Mounted on the handlebar is an LCD display that shows speed, power levels and more. Also on the handlebars are switch controls for high or low beams, indicators and a horn. I found the indicators to be a bit sticky and sometimes I would slip and hit the horn. What I wish the handlebars also had was a mount for your phone so you could follow directions. I had my headphones in and was listening to Google Maps tell me how to get around, but that felt less safe and efficient.
Turning it on
You can turn the power on with a keyless fob by either clicking the button on the fob or the button on the handlebars. I will note that the keyless fob button is weirdly sensitive. At multiple points, I had it in my pocket with my phone or other pocket inhabitants and it must have knocked into the button, turning the vehicle off while I was riding it. Thankfully, that never happened anywhere busy, but that’s something to be wary about.
As I mentioned earlier, you could pair your phone, as well as other users’ phones, to the bike using the app. The app allows you to choose learner mode or restricted mode, which controls ride settings; turn the bike and lights on and off; change the metrics; and check the status of things like battery life, speed and motor temperature. It’s basically all the info on the dash, but on an app. I didn’t really feel the need to use it.

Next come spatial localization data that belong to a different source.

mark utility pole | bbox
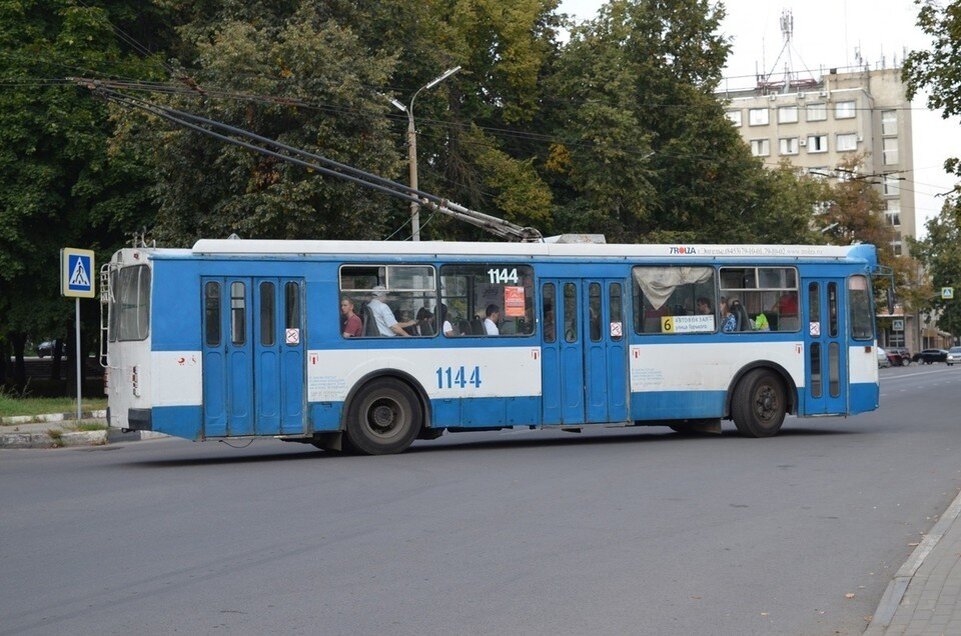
[388,66,461,241]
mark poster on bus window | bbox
[504,286,526,317]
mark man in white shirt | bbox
[483,303,500,335]
[368,286,414,337]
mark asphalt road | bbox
[2,364,961,635]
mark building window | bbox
[807,134,828,153]
[808,167,829,180]
[750,139,770,156]
[779,137,799,155]
[837,133,858,152]
[883,137,899,165]
[806,102,827,121]
[777,106,798,123]
[882,175,901,196]
[882,109,898,136]
[725,109,742,126]
[748,108,769,126]
[891,240,903,257]
[835,100,856,119]
[885,200,901,226]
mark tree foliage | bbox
[908,200,961,336]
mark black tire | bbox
[731,369,786,438]
[344,378,423,455]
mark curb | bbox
[0,409,106,426]
[865,488,961,633]
[0,430,107,449]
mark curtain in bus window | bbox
[848,276,873,340]
[632,267,713,310]
[116,265,150,341]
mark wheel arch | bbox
[724,361,798,418]
[340,369,432,432]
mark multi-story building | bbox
[721,66,924,352]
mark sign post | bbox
[60,248,96,422]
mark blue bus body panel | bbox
[152,405,203,440]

The LED headlights are on at all times when the vehicle is turned on, but there’s also a high and low beam, as well as peripheral parking lights, all of which are designed for disassembly at the end of life. There are also LED rear, brake and number plate lights, as well as DOT-approved indicator lights.
Among the features that don’t fit neatly into the other categories, there’s the field kit, which is fastened to the lift-up seat and contains a user manual and tools to set up and maintain the 2X2, which is really handy. Usually, when people buy an Ubco bike, it comes in a box and there are “a few simple steps to follow to get it ready to ride.” There’s also an UBCO University course that shows how to set it up. If you buy from one of Ubco’s dealers, they’ll unpack it and set it up when you come to collect it.

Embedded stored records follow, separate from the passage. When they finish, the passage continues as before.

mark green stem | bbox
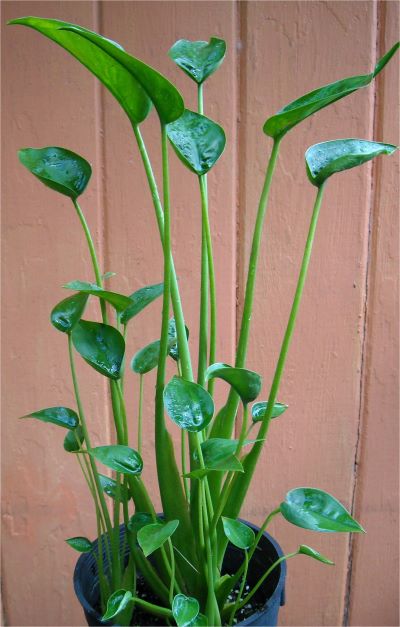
[138,374,144,455]
[129,597,173,619]
[229,550,249,626]
[167,537,176,605]
[197,217,209,387]
[112,473,122,588]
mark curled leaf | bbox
[90,445,143,476]
[64,425,84,452]
[71,320,125,380]
[298,544,334,565]
[64,280,132,312]
[51,292,89,333]
[205,363,261,404]
[251,401,288,423]
[169,37,226,84]
[102,589,133,622]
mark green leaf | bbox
[64,425,84,452]
[298,544,334,565]
[99,474,129,501]
[20,406,78,429]
[168,318,190,362]
[9,17,151,125]
[251,401,288,423]
[130,340,160,374]
[63,280,132,312]
[102,589,133,622]
[189,613,208,626]
[127,512,155,539]
[186,438,243,478]
[137,520,179,557]
[18,146,91,199]
[71,320,125,380]
[263,42,400,138]
[169,37,226,84]
[221,517,255,550]
[172,594,200,627]
[119,282,164,325]
[306,139,397,187]
[167,109,226,175]
[51,292,89,333]
[164,376,214,432]
[90,445,143,476]
[280,487,365,533]
[66,536,93,553]
[205,363,262,404]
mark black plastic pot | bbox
[74,520,286,627]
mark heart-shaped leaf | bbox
[306,139,397,187]
[20,406,78,429]
[127,512,155,539]
[71,320,125,380]
[167,110,226,175]
[99,474,129,501]
[9,17,151,125]
[64,280,132,312]
[131,340,160,375]
[172,594,200,627]
[168,318,190,362]
[251,401,288,423]
[66,536,93,553]
[51,292,89,333]
[18,147,91,199]
[137,519,179,557]
[119,282,164,325]
[263,42,399,139]
[164,376,214,432]
[280,487,365,533]
[169,38,226,84]
[222,517,255,550]
[189,613,208,626]
[90,445,143,476]
[102,589,133,622]
[64,425,84,452]
[205,363,261,404]
[298,544,334,565]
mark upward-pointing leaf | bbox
[18,147,91,199]
[172,594,200,627]
[51,292,89,333]
[298,545,334,565]
[63,280,132,312]
[20,406,78,429]
[137,520,179,557]
[130,340,160,375]
[169,37,226,84]
[205,363,261,404]
[263,42,399,139]
[222,517,255,550]
[71,320,125,380]
[102,589,134,622]
[119,282,164,325]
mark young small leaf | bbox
[18,147,91,199]
[168,318,190,362]
[99,474,129,501]
[64,425,84,452]
[169,37,226,84]
[137,520,179,557]
[90,445,143,476]
[306,139,397,187]
[280,487,365,533]
[222,517,255,550]
[21,406,78,429]
[298,544,334,565]
[71,320,125,380]
[190,438,244,476]
[130,340,160,374]
[205,363,262,404]
[63,280,132,312]
[164,376,214,432]
[102,589,133,622]
[51,292,89,333]
[251,401,288,423]
[119,282,164,325]
[66,536,93,553]
[172,594,200,627]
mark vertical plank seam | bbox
[342,2,382,624]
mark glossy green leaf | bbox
[169,37,226,84]
[264,42,400,138]
[64,280,132,312]
[64,425,84,452]
[167,109,226,175]
[186,438,243,478]
[251,401,288,423]
[189,613,208,626]
[18,146,91,199]
[99,474,129,501]
[137,520,179,557]
[221,517,255,550]
[51,292,89,333]
[298,544,334,565]
[102,589,133,622]
[172,594,200,627]
[280,487,365,533]
[21,406,78,429]
[90,445,143,476]
[9,17,151,125]
[130,340,160,374]
[168,318,190,362]
[66,536,93,553]
[127,512,154,538]
[71,320,125,380]
[163,376,214,432]
[119,282,163,325]
[306,139,397,187]
[205,363,261,404]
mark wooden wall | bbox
[2,1,398,625]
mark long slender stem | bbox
[197,217,209,386]
[138,374,144,455]
[229,550,249,626]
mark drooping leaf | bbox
[99,474,129,501]
[164,376,214,432]
[306,139,397,187]
[251,401,288,423]
[127,512,155,539]
[130,340,160,375]
[51,292,89,333]
[263,42,400,139]
[63,280,132,312]
[102,589,133,622]
[167,110,226,176]
[280,487,365,533]
[168,318,190,362]
[298,544,334,565]
[20,406,78,429]
[9,17,151,125]
[137,520,179,557]
[205,363,261,404]
[18,146,91,199]
[169,37,226,84]
[119,282,164,325]
[90,445,143,476]
[64,425,84,452]
[66,536,93,553]
[71,320,125,380]
[222,517,255,550]
[172,594,200,627]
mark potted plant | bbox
[9,16,398,627]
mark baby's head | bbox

Maintenance comes with the cost of a monthly subscription. Ubco has a network of technicians placed wherever the company sells its bikes if they’re in need of fixing. If there’s no authorized mechanic nearby, Ubco’s head office will work with customers to help them fix the bike. Ubco did not respond to information about how many authorized mechanics are in its network.
Again, being from New York, I’ve seen probably thousands of delivery riders on bikes and mopeds, oven mitts covered in a plastic bag taped onto the handlebars so drivers can keep their hands warm during the colder months. This bike can handle a hefty load for delivering goods, it’s quick and agile for weaving in and out of traffic, and it’s easy to ride and use.

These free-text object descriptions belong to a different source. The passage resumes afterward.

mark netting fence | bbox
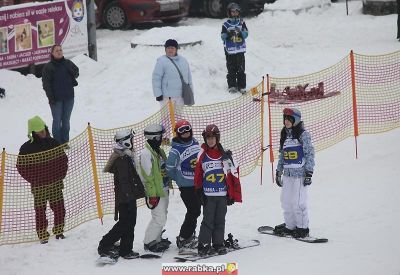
[267,51,400,169]
[0,85,264,245]
[0,50,398,245]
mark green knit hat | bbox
[28,116,46,142]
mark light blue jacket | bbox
[166,138,200,188]
[152,55,193,98]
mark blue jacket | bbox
[152,55,193,98]
[166,137,200,187]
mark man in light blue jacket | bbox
[152,39,194,107]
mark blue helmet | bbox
[283,108,301,126]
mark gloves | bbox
[275,171,283,187]
[196,189,207,206]
[156,95,163,102]
[227,196,235,206]
[148,197,159,208]
[221,150,232,161]
[304,171,313,186]
[228,29,237,37]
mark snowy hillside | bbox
[0,1,399,274]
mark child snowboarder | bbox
[166,120,201,254]
[140,124,172,253]
[195,124,242,256]
[221,2,248,94]
[274,108,315,238]
[98,129,145,260]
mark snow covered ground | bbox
[0,1,399,274]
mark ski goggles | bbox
[177,125,192,134]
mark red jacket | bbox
[195,143,242,202]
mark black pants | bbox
[99,201,137,256]
[225,52,246,89]
[179,187,201,239]
[198,196,227,246]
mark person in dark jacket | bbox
[97,129,146,260]
[16,116,68,244]
[41,44,79,145]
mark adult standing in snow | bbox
[152,39,194,107]
[221,3,248,94]
[194,124,241,256]
[166,120,201,254]
[140,124,172,253]
[97,129,145,260]
[273,108,315,238]
[42,44,79,145]
[16,116,68,244]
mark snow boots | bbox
[121,251,140,259]
[273,223,294,236]
[293,227,309,238]
[177,235,198,253]
[144,240,169,253]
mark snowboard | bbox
[174,239,260,262]
[258,226,328,243]
[96,253,119,265]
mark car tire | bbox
[103,1,128,30]
[162,18,182,24]
[204,0,226,18]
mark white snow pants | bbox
[281,175,309,230]
[144,194,169,245]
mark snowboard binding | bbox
[224,233,239,249]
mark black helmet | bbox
[227,2,241,18]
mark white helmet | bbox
[144,124,165,141]
[114,129,134,149]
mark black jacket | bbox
[105,151,145,204]
[42,57,79,102]
[17,128,68,187]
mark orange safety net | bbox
[0,51,398,245]
[267,51,400,164]
[0,86,264,245]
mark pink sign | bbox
[0,0,88,69]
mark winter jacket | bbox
[277,123,315,177]
[195,143,242,202]
[16,129,68,188]
[140,142,170,197]
[166,137,200,188]
[104,148,145,204]
[221,18,248,54]
[152,55,193,98]
[42,56,79,102]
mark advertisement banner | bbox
[0,0,88,69]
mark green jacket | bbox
[140,143,170,197]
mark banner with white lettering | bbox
[0,0,88,69]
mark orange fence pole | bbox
[0,148,5,233]
[87,123,104,224]
[350,50,359,159]
[168,99,176,138]
[260,76,265,186]
[266,74,275,183]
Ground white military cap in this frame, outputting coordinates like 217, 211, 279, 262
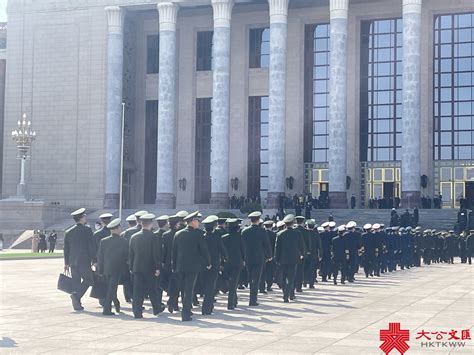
363, 223, 372, 230
134, 210, 148, 218
346, 221, 357, 229
283, 214, 295, 223
140, 213, 156, 221
156, 215, 169, 222
71, 208, 86, 217
276, 221, 285, 228
99, 213, 113, 219
202, 215, 218, 224
248, 211, 262, 218
107, 218, 121, 229
126, 214, 137, 222
321, 222, 329, 228
317, 226, 324, 232
337, 225, 346, 232
175, 210, 189, 218
328, 221, 336, 228
372, 223, 381, 230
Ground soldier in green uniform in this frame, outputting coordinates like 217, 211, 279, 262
241, 211, 272, 306
201, 215, 228, 315
154, 215, 169, 307
120, 214, 139, 302
304, 220, 321, 288
63, 208, 96, 311
274, 214, 305, 302
222, 218, 246, 310
129, 213, 164, 318
161, 215, 181, 313
172, 211, 211, 321
97, 218, 128, 315
134, 210, 148, 232
294, 216, 310, 292
93, 213, 113, 252
262, 220, 277, 292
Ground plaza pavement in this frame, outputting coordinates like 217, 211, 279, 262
0, 258, 472, 354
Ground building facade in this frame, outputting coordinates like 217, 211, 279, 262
1, 0, 473, 209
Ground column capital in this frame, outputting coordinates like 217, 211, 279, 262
268, 0, 289, 24
157, 2, 179, 32
403, 0, 422, 14
105, 6, 124, 34
212, 0, 234, 28
330, 0, 349, 19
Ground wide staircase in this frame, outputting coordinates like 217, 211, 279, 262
4, 207, 459, 250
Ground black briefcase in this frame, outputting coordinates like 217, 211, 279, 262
90, 273, 107, 299
57, 271, 74, 294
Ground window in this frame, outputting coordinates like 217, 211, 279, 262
248, 96, 269, 199
195, 98, 212, 204
360, 19, 402, 162
304, 24, 330, 163
197, 31, 213, 71
144, 101, 158, 203
249, 28, 270, 68
434, 13, 474, 160
146, 35, 159, 74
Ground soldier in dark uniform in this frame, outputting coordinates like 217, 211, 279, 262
445, 231, 457, 264
222, 218, 246, 310
63, 208, 96, 311
294, 216, 310, 292
129, 213, 164, 319
93, 213, 113, 252
215, 217, 228, 238
48, 230, 57, 253
97, 218, 128, 316
344, 221, 359, 282
120, 214, 140, 303
305, 220, 322, 288
331, 225, 348, 285
263, 221, 277, 292
467, 231, 474, 264
274, 214, 305, 302
154, 215, 169, 307
201, 215, 228, 315
361, 224, 375, 277
241, 211, 271, 307
259, 220, 275, 293
320, 221, 336, 281
172, 211, 210, 321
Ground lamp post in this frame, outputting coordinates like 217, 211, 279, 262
11, 113, 36, 199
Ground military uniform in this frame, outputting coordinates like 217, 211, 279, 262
161, 217, 181, 312
172, 212, 211, 321
241, 212, 271, 306
331, 227, 347, 285
129, 214, 163, 318
294, 217, 310, 292
361, 225, 375, 277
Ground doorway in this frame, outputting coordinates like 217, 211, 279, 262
465, 182, 474, 209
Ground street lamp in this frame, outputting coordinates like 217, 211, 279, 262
11, 113, 36, 199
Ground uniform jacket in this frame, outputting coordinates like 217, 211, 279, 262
222, 232, 246, 268
172, 226, 211, 272
274, 228, 305, 265
97, 234, 129, 276
241, 224, 271, 265
64, 223, 96, 267
129, 229, 162, 273
204, 230, 228, 267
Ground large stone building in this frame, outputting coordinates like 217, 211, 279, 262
1, 0, 473, 210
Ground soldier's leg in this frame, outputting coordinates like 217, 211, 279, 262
182, 272, 198, 321
227, 267, 240, 309
248, 264, 263, 305
77, 264, 93, 300
281, 265, 289, 301
266, 260, 275, 290
259, 263, 267, 292
203, 267, 218, 314
295, 259, 304, 292
287, 264, 297, 300
132, 272, 145, 318
144, 272, 163, 315
168, 271, 180, 311
103, 275, 114, 314
122, 271, 132, 302
155, 274, 163, 306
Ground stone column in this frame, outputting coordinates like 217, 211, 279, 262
266, 0, 289, 209
210, 0, 233, 208
104, 6, 125, 209
328, 0, 349, 208
156, 2, 179, 208
401, 0, 422, 208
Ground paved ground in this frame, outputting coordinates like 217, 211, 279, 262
0, 259, 472, 354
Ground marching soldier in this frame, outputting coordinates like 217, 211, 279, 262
331, 225, 347, 285
241, 211, 271, 307
305, 220, 322, 288
201, 215, 228, 315
294, 216, 310, 292
154, 215, 169, 307
93, 213, 113, 252
222, 218, 246, 309
161, 214, 181, 313
63, 208, 96, 311
320, 221, 336, 282
120, 214, 139, 303
260, 220, 276, 293
274, 214, 305, 302
172, 211, 211, 321
361, 224, 375, 277
344, 221, 359, 282
97, 218, 128, 316
129, 213, 164, 319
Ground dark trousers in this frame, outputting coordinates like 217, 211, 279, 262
168, 271, 179, 308
178, 271, 198, 320
49, 243, 56, 253
104, 274, 120, 313
202, 267, 219, 313
70, 264, 93, 300
259, 263, 267, 291
294, 259, 304, 291
265, 260, 276, 288
280, 264, 297, 300
247, 263, 263, 305
304, 257, 318, 286
225, 266, 241, 308
132, 272, 160, 317
364, 254, 375, 276
122, 272, 133, 302
155, 274, 163, 305
320, 255, 331, 280
332, 258, 347, 282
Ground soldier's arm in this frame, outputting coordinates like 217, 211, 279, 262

The subscription offering, especially for enterprise, makes this a great city utility bike that can probably handle a range of weather conditions. I already know it can handle rain and mud, so all signs point to success in the sloshy, icy hell of a Northern city winter. And for the adventurer — the person who just wants to ride something sweet on- and off-road, out of the city and into the wilderness — this is also a great consumer ride that will last you quite a while.